BangDB Server- Network Cluster (Master Slaves Model)

Introduction - BangDB Server

About

BangDB Network version is pure vanilla key value nosql client server data store with master slaves cluster model. The goal of BangDB is to be fast, reliable, robust, scalable and easy to use data store for various data management services required by applications. In this flavor, db runs as network service and clients access it over the network. This model is good for sharing data with multiple apps or instances of an app. The typical use case for this flavor is cache on top of the database, a network data store etc...

Shared Server

BangDB runs as service and clients connect to it over the network. The same db instance is shared with all the clients and clients can connect to the db in concurrent ad-hoc fashion. The DB ensures that the clients are served in efficient and predictable fashion

Persistent and In-memory

BangDB can be configured to be used just as cache or as persistent store. On one hand, the user can configure bang db to have all the data in memory and not to go to disk for any operation. But while closing the db user may decide to take the snapshot of the data in memory and store it on the disk for later use. And on the other hand, user can start up-front with the disk backing where data will overflow from memory to disk when required. The data is consistently and frequently being flushed to disk to clear up free space in the buffer pool. The continuous and sequential log flush ensures data durability even though the data itself is not written to disk most of the time until needed

Robust, crash proof, available, resilient

BangDB core implements write ahead log and offer it as part of configuration for the db. When data durability is required, user should enable log and set the log flush frequency as per need. The db takes care of frequent write of the log to disk, hence in the event of data not being written to disk and db crash, BangDB recovers the data when restarted. BangDB frequently check points the log as well in order to speedup the data recovery process by replaying the log in case of db/machine crash.

Replication

The replication of data will be enabled by default. User can opt for no replication as well by setting the configuration appropriately but in NetworkDB scenario it is recommended to set the data replication ON. User can also go for log replication (sync or Async) apart from data replication. The data replication, especially in sync mode allows user to switch between master and standby at run time

Master - Slave

A master can have many standbys/slaves and each can communicate with other. The synchronization of standby with master in non interfering. User may chose to read from slave and write to master as required Initial sync of data with secondaries or slaves can happen at run time. Which means that while master is still serving the data to multiple clients, many slaves together can come and sync data with the master. Master sends various files and information to slaves in order to make them up to date. Slaves on the other hand can quickly become available for clients even though part of the replication might still be in progress.
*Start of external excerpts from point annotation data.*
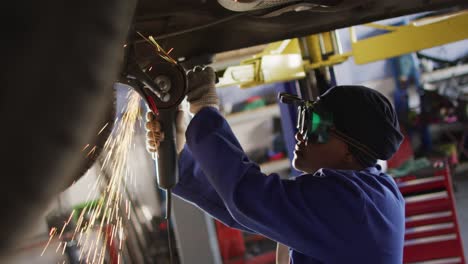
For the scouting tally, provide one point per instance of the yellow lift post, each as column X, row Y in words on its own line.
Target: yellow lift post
column 282, row 60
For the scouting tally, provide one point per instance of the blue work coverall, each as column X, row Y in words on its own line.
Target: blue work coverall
column 332, row 216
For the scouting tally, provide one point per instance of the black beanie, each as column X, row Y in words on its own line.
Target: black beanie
column 364, row 118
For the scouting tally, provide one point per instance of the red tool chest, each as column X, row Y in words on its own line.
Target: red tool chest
column 432, row 232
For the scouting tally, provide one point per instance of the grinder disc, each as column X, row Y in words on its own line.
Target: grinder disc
column 169, row 77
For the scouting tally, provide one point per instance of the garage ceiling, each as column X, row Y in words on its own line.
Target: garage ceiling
column 199, row 27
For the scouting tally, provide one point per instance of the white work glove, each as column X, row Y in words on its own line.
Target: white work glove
column 202, row 91
column 154, row 135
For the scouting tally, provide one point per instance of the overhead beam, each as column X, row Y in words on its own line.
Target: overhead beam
column 416, row 36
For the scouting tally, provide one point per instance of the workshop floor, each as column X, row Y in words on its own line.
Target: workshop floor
column 461, row 196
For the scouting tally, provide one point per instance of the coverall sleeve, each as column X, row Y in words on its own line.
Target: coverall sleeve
column 195, row 188
column 304, row 214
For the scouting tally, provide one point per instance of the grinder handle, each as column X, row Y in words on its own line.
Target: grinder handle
column 167, row 169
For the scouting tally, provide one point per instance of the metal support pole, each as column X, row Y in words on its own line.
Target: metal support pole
column 195, row 234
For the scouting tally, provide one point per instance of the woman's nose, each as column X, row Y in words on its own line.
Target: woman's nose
column 299, row 137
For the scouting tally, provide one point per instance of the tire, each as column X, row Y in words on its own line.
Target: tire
column 62, row 58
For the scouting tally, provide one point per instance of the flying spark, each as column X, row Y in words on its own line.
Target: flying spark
column 101, row 219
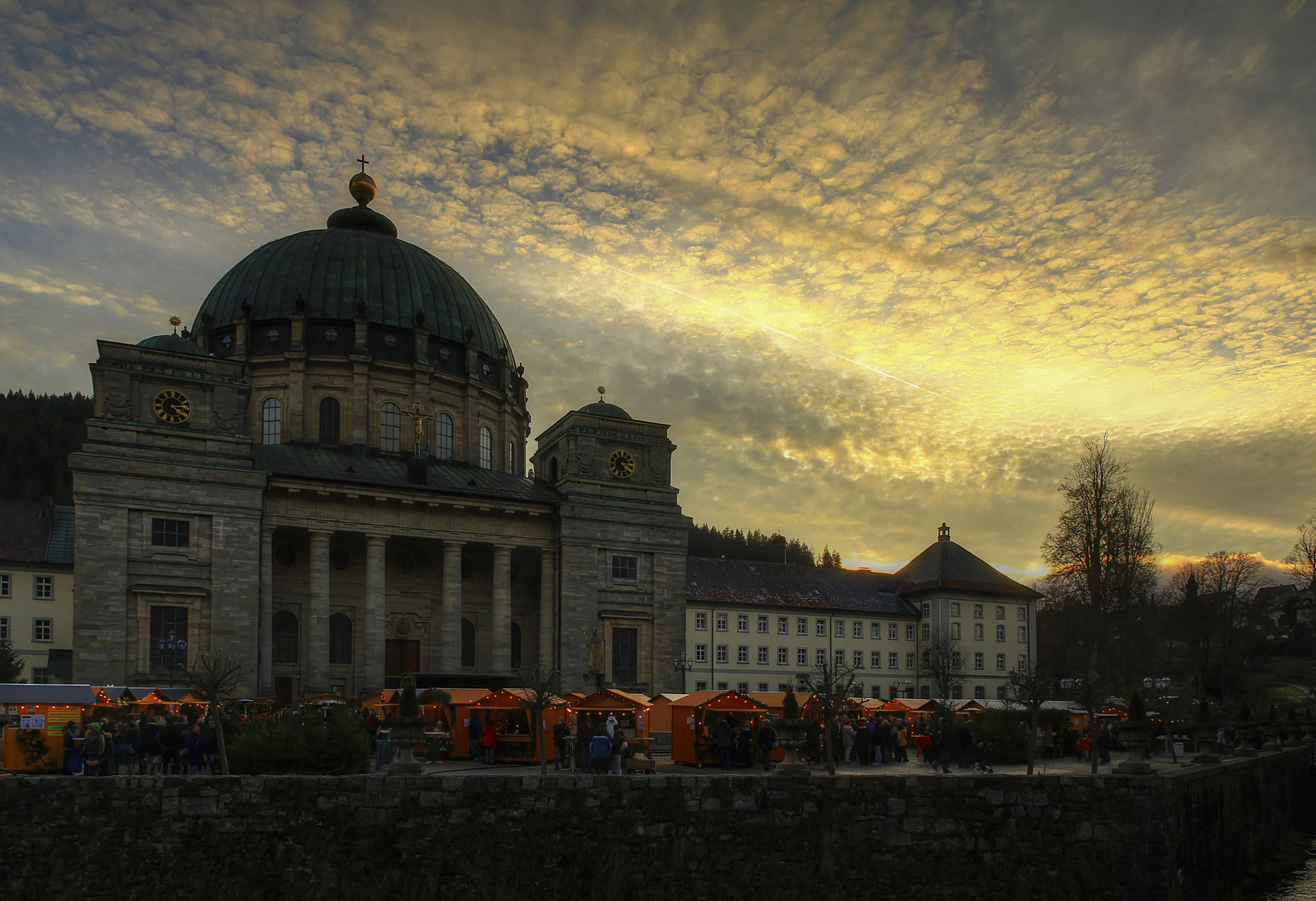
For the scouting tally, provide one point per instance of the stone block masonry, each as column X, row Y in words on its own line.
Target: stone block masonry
column 1163, row 838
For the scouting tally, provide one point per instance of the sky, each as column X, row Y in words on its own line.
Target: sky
column 880, row 264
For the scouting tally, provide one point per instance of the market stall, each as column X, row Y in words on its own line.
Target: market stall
column 33, row 742
column 693, row 720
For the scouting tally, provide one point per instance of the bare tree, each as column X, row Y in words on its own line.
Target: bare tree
column 1028, row 688
column 1300, row 562
column 541, row 693
column 944, row 662
column 214, row 677
column 1102, row 558
column 832, row 684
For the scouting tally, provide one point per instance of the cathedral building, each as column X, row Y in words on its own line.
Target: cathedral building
column 328, row 475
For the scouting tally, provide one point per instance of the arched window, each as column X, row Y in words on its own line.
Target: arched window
column 340, row 638
column 330, row 422
column 283, row 637
column 390, row 429
column 445, row 437
column 467, row 643
column 271, row 421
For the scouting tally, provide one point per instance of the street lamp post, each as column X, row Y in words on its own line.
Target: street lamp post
column 683, row 666
column 171, row 646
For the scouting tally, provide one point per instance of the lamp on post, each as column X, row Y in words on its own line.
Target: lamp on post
column 682, row 664
column 171, row 646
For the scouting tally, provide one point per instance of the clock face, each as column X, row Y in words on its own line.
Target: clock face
column 173, row 406
column 622, row 465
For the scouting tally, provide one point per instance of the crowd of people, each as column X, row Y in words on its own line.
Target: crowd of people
column 148, row 745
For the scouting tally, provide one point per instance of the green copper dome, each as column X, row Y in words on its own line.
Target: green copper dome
column 171, row 342
column 355, row 259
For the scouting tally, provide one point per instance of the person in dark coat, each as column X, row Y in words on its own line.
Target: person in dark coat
column 765, row 741
column 725, row 738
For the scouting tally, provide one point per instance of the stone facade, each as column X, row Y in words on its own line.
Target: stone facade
column 1195, row 834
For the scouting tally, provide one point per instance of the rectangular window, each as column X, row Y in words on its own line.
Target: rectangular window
column 170, row 533
column 625, row 655
column 625, row 568
column 168, row 622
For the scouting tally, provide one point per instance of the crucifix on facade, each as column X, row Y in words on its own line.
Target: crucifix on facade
column 419, row 415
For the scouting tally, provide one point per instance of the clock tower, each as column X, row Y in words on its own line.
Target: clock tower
column 623, row 549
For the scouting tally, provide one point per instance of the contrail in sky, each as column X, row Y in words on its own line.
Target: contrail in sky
column 784, row 335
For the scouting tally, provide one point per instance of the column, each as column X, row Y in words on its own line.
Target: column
column 317, row 616
column 265, row 617
column 502, row 618
column 371, row 670
column 451, row 659
column 547, row 620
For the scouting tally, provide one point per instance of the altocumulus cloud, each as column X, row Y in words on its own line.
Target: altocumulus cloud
column 1065, row 221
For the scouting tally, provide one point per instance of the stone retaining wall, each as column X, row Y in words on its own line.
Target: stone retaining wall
column 1172, row 838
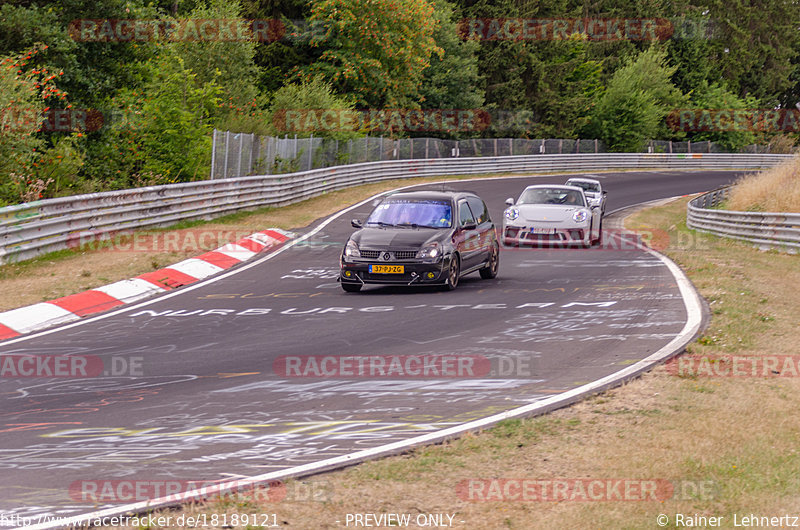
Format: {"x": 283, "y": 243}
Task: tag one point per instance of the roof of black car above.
{"x": 431, "y": 194}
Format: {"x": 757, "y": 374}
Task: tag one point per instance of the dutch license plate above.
{"x": 386, "y": 269}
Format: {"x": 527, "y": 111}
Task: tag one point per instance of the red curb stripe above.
{"x": 277, "y": 235}
{"x": 250, "y": 244}
{"x": 219, "y": 259}
{"x": 168, "y": 278}
{"x": 86, "y": 303}
{"x": 7, "y": 333}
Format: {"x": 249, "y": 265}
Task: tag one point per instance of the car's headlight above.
{"x": 429, "y": 251}
{"x": 351, "y": 250}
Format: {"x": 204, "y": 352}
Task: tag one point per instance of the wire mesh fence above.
{"x": 241, "y": 154}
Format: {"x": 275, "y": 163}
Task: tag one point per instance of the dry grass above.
{"x": 740, "y": 435}
{"x": 773, "y": 190}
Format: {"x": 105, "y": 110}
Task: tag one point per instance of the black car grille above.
{"x": 398, "y": 254}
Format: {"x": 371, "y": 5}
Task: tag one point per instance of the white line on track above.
{"x": 694, "y": 320}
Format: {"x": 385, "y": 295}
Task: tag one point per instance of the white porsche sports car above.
{"x": 551, "y": 215}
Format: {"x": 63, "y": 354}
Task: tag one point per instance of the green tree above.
{"x": 162, "y": 131}
{"x": 452, "y": 81}
{"x": 376, "y": 50}
{"x": 230, "y": 64}
{"x": 754, "y": 45}
{"x": 634, "y": 106}
{"x": 300, "y": 109}
{"x": 27, "y": 93}
{"x": 716, "y": 97}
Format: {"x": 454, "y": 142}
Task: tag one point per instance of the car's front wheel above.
{"x": 351, "y": 287}
{"x": 599, "y": 240}
{"x": 490, "y": 270}
{"x": 453, "y": 272}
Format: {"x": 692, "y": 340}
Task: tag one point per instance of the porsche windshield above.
{"x": 414, "y": 213}
{"x": 587, "y": 186}
{"x": 552, "y": 196}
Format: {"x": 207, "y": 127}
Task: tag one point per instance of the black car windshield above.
{"x": 587, "y": 186}
{"x": 427, "y": 213}
{"x": 552, "y": 196}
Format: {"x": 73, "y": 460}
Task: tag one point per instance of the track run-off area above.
{"x": 215, "y": 382}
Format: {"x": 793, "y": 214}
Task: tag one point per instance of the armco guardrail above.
{"x": 766, "y": 230}
{"x": 30, "y": 229}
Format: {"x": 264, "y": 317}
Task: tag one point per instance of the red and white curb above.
{"x": 68, "y": 308}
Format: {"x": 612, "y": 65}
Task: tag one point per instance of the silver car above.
{"x": 551, "y": 215}
{"x": 593, "y": 190}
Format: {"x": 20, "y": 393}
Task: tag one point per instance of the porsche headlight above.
{"x": 351, "y": 250}
{"x": 429, "y": 251}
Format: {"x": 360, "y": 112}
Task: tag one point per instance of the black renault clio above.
{"x": 421, "y": 237}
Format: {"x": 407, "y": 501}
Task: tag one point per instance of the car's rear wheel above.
{"x": 351, "y": 287}
{"x": 490, "y": 270}
{"x": 453, "y": 272}
{"x": 599, "y": 239}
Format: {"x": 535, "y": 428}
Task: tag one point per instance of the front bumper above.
{"x": 415, "y": 272}
{"x": 555, "y": 236}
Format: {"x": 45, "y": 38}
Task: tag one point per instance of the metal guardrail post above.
{"x": 28, "y": 230}
{"x": 213, "y": 151}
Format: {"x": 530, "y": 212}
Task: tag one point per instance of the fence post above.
{"x": 239, "y": 164}
{"x": 250, "y": 159}
{"x": 227, "y": 146}
{"x": 310, "y": 152}
{"x": 213, "y": 151}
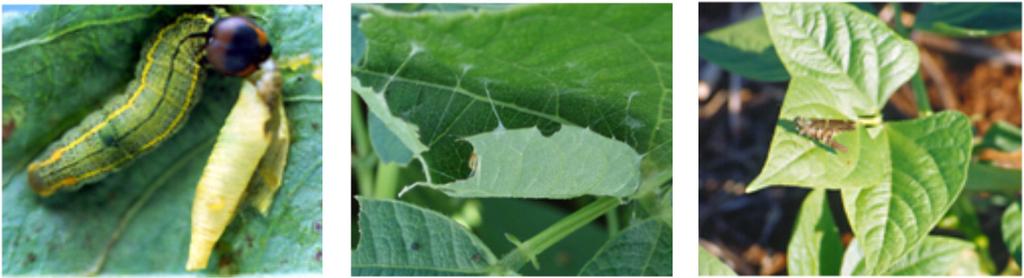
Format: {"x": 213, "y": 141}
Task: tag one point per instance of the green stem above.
{"x": 387, "y": 181}
{"x": 515, "y": 259}
{"x": 612, "y": 217}
{"x": 363, "y": 160}
{"x": 921, "y": 95}
{"x": 969, "y": 225}
{"x": 918, "y": 82}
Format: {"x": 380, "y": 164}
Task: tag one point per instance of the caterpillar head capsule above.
{"x": 237, "y": 46}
This design improves the performance and availability of master and slaves even during sync process

Transactional

For every single operation, BangDB ensures that either all parts of db is updated appropriately or the operation fails. This in turn ensures that incomplete operation (due to any reasons, machine crash, server crash etc...) would never leave DB in inconsistent state

Multi operations transaction is also supported in the DB. BangDB implements optimistic concurrency control to achieve very high number of concurrent transactions to proceed while guaranteeing full ACID support. The transaction can be enabled or disabled by setting the appropriate configuration property in the bangdb.config file or opening the db with appropriate flag (DB_OPTIMISTIC_TRANSACTION)

Contrary to general belief, the transaction don't bring down the performance too drastically if implemented in right fashion. The one of the major reasons for implementing OCC was the performance as it allows the concurrency of highest level to proceed. Also the parallel validation further improves the performance

High Performance

One of the most important design goals for the BangDB is the performance. The design and implementation from scratch have helped to learn from other's experience, leverage new concepts for the high performance. BangDB in both embedded and Network flavor is achieves very high performance even when compared to other very high performance DBs in the market, for ex; Redis. Separate document will cover the performance comparison of BangDB with Redis in several scenarios

Highly Concurrent

Concurrency in BangDB cuts across all the layers. It's designed to leverage multiple cores on the machine by allowing multiple threads to execute in parallel with efficient locking mechanism. But user can select the number of threads that should execute in parallel.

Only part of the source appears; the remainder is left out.